今秋に1985年の日航機墜落事故を題材にした山崎豊子の名作「沈まぬ太陽」が映画化されます。これまで、航空会社側の協力を得られないうえ、他のスポンサーも付かないとの理由で映画化、ドラマ化は不可能とされてきましたが、とうとう実現となったようです。

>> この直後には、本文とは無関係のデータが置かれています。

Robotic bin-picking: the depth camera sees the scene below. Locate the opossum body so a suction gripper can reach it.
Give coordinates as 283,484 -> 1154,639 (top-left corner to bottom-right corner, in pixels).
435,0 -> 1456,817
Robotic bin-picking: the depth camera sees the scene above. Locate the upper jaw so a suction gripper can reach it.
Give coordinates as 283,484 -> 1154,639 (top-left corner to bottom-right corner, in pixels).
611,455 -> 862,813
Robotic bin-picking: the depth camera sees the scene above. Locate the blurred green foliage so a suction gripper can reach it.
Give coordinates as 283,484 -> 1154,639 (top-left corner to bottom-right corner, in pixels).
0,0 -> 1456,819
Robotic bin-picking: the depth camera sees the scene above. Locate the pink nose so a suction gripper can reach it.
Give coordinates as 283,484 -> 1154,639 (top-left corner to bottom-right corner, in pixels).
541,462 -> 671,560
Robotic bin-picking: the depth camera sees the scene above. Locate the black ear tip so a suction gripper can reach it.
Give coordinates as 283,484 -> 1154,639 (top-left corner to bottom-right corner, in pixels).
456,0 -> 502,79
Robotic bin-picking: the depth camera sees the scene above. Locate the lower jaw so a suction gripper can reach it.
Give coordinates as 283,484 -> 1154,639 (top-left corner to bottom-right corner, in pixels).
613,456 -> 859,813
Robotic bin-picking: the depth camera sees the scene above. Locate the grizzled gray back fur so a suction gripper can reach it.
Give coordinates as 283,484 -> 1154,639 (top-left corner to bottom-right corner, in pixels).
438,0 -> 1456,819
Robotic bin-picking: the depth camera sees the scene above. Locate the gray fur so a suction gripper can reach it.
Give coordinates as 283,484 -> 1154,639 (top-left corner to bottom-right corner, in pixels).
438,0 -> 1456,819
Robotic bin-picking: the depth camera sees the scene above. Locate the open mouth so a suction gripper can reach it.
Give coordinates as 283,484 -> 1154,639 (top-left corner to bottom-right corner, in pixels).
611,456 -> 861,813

で本題ですが、沈まぬ太陽の映画化はJALの不振も手伝って、JALの破綻を意味するのではないかと最近思うようになりました。これまで、抵抗勢力が大きすぎて映画化は不可能だったが、JAL破綻へのGOサインを出す人が増えてきたのかもしれない。全日空の策略と考えるのは飛躍しすぎかな??
今日の日経新聞
全日本空輸は1日、7月に1500億円規模の公募増資をすると正式発表した。航空機購入などの投資資金を確保するとともに、市場からの自力調達で財務基盤を強化する。一方、日本航空は当面は公的な資金に頼らざるを得ない状況で、両社の財務体質の格差が一段と広がりそうだ。
「我々は自らの足で立っていく」。全日空の岡田晃上席執行役員は大型増資に踏み切る背景をこう語った。発行済み株式数の約28%に相当する5億3750 万株を国内外で募集。増資額が目標の1500億円に達すれば、有利子負債を自己資本で割った倍率(DEレシオ)は2009年3月末の2.8倍から約2倍に改善する見込みだ。
JALの指標をyahooファイナンスで確認。

PBRが約35倍…
東証一部の平均が1倍程度ということを考えると異常な数値です。成長力が期待されているとされる任天堂、ファーストリテイリングでさえ3〜5倍です。航空業界の成長力はどんなに大きく見積もっても東証一部の平均くらいだと思うので、逆算して当てはめると理論株価は6円くらいになります。で、さらに2008年に普通株に転換できる総額1500億円のMSCBも発行していますので、それを加えるともう目も当てられません。まー紙キレですね。
浮動株比率が高いので、支えているのは個人ってことになるのでしょうが、持っている人がいるならさっさと売却したほうが良さそうです。